Organic cotton is a lot better for the environment than conventional cotton. However, there are reasons why it’s sometimes not possible for farmers to farm their land organically, such as neighbouring conventional cotton farmed land, or if a farmer can’t afford to leave the land untouched for 3 years before producing their crops (part of the organic regulations). The issue with the growth of demand of BCI cotton is that if it’s an easier option and the demand is there, organic farmers could adapt to the BCI way of farming over organic, which is a lot worse for the environment.


BSCI is a step before SA8000, and it is not an earned certification. BSCI is a system provided to help companies gradually improve working conditions in their supply chain. Once companies meet all BSCI requirements, they are then encouraged to move on to the SA8000 social management certification. The BSCI system works off of a code of conduct following 11 principles that support the members.
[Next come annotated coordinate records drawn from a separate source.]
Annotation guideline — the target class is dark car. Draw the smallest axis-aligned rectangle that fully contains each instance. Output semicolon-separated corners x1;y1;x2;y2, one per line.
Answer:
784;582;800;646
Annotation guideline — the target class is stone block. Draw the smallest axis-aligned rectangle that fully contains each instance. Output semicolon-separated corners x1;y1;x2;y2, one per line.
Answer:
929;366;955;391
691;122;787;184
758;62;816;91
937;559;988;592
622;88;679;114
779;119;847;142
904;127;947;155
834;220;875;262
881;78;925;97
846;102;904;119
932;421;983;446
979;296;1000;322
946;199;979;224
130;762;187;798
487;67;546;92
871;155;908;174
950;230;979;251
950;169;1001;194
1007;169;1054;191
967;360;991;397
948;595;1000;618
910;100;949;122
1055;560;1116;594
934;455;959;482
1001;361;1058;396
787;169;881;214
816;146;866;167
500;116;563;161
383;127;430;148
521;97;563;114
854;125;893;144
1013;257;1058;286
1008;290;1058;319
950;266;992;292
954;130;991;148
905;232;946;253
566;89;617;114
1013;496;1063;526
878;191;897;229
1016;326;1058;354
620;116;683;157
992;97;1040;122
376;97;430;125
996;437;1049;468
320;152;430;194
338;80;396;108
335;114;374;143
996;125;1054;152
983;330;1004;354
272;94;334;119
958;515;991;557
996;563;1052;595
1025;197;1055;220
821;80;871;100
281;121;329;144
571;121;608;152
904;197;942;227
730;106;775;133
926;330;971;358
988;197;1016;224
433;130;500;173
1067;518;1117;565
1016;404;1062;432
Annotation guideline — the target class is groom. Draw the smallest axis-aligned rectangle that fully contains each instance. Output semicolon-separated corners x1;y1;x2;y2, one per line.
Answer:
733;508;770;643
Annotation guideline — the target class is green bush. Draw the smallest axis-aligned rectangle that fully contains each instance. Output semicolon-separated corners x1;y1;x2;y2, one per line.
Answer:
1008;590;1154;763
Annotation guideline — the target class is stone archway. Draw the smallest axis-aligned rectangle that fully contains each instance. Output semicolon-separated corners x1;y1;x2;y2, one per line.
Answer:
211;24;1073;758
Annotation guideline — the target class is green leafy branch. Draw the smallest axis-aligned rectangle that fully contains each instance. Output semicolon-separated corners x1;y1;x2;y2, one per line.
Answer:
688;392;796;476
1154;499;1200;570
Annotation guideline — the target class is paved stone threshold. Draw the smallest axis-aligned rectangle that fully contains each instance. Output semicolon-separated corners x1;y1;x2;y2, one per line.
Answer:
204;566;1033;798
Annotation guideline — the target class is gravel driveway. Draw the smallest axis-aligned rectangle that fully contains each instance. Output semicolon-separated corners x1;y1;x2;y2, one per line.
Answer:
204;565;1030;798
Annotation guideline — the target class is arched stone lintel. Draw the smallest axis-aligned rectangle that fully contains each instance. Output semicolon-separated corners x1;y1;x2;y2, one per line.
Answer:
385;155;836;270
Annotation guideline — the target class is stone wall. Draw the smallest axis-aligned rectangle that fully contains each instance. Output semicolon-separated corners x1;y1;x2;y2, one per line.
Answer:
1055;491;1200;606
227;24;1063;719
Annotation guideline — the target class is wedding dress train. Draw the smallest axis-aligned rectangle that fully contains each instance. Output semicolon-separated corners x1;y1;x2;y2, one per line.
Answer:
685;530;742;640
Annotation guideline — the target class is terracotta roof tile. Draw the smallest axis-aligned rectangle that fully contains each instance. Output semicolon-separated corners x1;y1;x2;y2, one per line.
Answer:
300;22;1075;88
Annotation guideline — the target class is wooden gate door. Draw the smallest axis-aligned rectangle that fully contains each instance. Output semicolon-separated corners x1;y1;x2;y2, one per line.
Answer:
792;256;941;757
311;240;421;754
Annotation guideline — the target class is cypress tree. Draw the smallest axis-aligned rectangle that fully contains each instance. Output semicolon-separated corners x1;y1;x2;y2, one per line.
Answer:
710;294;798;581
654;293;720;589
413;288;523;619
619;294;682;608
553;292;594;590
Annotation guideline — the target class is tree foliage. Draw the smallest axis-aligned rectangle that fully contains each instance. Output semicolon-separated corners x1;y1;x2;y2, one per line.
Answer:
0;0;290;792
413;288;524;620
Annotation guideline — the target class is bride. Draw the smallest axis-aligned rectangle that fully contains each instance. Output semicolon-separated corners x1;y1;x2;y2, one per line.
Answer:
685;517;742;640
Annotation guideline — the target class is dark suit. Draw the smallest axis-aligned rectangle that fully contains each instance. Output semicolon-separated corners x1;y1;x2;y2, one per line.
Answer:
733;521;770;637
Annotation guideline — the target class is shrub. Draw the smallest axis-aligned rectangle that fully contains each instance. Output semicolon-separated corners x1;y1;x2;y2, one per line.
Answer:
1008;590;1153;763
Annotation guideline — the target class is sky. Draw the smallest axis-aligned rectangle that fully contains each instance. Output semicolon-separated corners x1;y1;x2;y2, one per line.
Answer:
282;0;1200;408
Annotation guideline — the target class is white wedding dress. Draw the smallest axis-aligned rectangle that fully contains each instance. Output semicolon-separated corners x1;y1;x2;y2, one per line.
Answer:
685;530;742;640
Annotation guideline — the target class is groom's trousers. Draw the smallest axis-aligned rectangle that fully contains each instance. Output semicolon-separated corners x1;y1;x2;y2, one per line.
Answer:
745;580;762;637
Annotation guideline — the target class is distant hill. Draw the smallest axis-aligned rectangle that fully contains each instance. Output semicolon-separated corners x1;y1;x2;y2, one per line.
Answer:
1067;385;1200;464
The system offers a step-by-step approach to help companies monitor, engage, and receive support to improve their sustainability and ethics. They provide auditing tools, an auditing integrity programme, a dashboard that helps businesses see their complex supply chains clearer in order to identify and compare data, track and measure targeted improvements. They also offer training, workshops and e-learning to help their business partners to drive improvements. The headquarters are in Brussels, but they also have local networks.

Climate Neutral Britain

Carbon Neutral Britain is a company that aids individuals and businesses in offsetting their carbon footprint. By paying into the scheme on a monthly prescription.  Carbon Neutral Britain works with their certified partners on carbon offsetting projects. These projects are verified by the VCS (Verified Carbon Standard), VER (Gold Standard Voluntary Emission Reductions), EU and UK ETC (Uk and EU Emissions Trading Standard), and the CER (United Nations Certified Emission Reductions) programmes. 
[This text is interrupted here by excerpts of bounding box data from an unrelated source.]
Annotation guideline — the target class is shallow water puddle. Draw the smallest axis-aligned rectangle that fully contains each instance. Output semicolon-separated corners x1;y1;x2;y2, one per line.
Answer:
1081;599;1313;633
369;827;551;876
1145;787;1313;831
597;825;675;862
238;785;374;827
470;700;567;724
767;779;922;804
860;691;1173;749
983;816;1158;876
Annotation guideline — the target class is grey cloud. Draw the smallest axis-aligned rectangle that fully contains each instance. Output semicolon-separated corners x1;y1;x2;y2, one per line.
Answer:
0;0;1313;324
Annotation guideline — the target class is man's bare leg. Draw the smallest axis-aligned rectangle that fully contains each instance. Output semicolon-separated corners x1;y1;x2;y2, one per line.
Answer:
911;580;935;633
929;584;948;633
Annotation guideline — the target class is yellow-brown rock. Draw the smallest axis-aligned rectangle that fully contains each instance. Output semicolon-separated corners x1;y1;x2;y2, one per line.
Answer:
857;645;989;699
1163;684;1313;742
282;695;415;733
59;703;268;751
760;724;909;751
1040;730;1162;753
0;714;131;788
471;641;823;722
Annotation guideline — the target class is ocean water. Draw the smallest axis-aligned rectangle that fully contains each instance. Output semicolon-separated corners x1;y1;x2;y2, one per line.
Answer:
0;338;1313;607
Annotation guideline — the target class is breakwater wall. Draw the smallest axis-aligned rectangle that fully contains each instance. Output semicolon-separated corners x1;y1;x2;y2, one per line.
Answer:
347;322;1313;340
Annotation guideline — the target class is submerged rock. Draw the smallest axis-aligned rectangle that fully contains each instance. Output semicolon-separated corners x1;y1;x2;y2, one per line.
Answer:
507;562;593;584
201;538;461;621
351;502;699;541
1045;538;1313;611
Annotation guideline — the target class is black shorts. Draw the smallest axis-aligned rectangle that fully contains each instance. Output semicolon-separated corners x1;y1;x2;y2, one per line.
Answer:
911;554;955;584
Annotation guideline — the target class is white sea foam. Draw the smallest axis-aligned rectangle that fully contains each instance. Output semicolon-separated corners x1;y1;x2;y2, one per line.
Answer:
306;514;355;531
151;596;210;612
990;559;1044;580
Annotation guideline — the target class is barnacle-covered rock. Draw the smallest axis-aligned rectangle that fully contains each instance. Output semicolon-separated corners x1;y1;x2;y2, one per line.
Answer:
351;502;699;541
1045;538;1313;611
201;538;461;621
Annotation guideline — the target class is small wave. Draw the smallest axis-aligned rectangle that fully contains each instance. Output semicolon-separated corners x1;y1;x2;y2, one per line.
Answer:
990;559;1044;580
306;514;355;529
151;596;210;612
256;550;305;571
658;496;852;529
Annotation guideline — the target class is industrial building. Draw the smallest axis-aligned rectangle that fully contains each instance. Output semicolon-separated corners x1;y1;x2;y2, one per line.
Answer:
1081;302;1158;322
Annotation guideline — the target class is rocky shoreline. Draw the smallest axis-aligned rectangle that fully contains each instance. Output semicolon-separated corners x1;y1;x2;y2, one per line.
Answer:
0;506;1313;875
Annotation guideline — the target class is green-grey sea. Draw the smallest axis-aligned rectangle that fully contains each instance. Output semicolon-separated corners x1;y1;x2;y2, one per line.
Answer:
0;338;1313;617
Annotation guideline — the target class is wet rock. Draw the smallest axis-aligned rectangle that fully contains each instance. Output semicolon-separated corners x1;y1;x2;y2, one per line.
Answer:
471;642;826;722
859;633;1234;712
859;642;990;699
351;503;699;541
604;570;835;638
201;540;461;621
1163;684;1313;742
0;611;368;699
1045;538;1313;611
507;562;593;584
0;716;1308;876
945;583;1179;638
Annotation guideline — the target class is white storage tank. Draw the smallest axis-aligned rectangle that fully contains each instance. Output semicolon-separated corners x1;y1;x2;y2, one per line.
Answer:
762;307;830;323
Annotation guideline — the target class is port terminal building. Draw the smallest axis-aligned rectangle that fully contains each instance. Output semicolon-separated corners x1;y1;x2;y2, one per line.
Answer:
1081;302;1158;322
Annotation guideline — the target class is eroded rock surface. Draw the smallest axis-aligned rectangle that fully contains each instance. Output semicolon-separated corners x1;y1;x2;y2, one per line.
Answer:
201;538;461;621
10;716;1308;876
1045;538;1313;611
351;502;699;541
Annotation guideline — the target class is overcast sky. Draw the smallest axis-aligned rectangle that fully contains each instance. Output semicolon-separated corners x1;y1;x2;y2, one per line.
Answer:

How does Carbon Neutral Britain measure a business’s carbon footprint?

The organisation's environmental consultants calculate the business’s carbon footprint, following the ISO 14064 Standard and the GHG Emissions Protocol Accounting Standard. Their team then produces a Carbon Emissions Report for the business outlining their carbon footprint. This is measured in tonnes of carbon dioxide equivalent (tCO²e).

Low Carbon Footprint

We have awarded this badge to the brands manufacturing in the country they are based out of. A brand that we’ve given a low carbon footprint badge to is doing as much as they can to keep the distance their fabrics and products have travelled to a minimum. We do have to consider the fact that as we are stocking and selling the products in the UK, and so they have travelled to us to sell, but we wanted a badge that rewarded those supporting local manufacturers or manufacturing themselves in order to keep their supply chain’s carbon footprint down.


Three separate organisations got together back in 1999 to improve labour conditions within the garment industry, which has now become the Fair Wear team. Fair Wear works for a fairer and more ethical fashion industry. The team helps member brands create practical plans to improve working conditions. Brands are expected to show improvement every year. They work with brands through performance checks, factory audits, complaints helplines and factory training sessions. The Fair Wear standards are: Employment is freely chosen, freedom of association and the right to collective bargaining, no discrimination in employment, no exploitation of child labour, payment of living wage, reasonable hours of work, safe and healthy working conditions, legally binding employment relationship.

What countries of manufacture does Fair Wear work with? 

Currently Bangladesh, Bulgaria, India, Indonesia, Myanmar, North Macedonia, Romania, Tunisia, Turkey, Vietnam.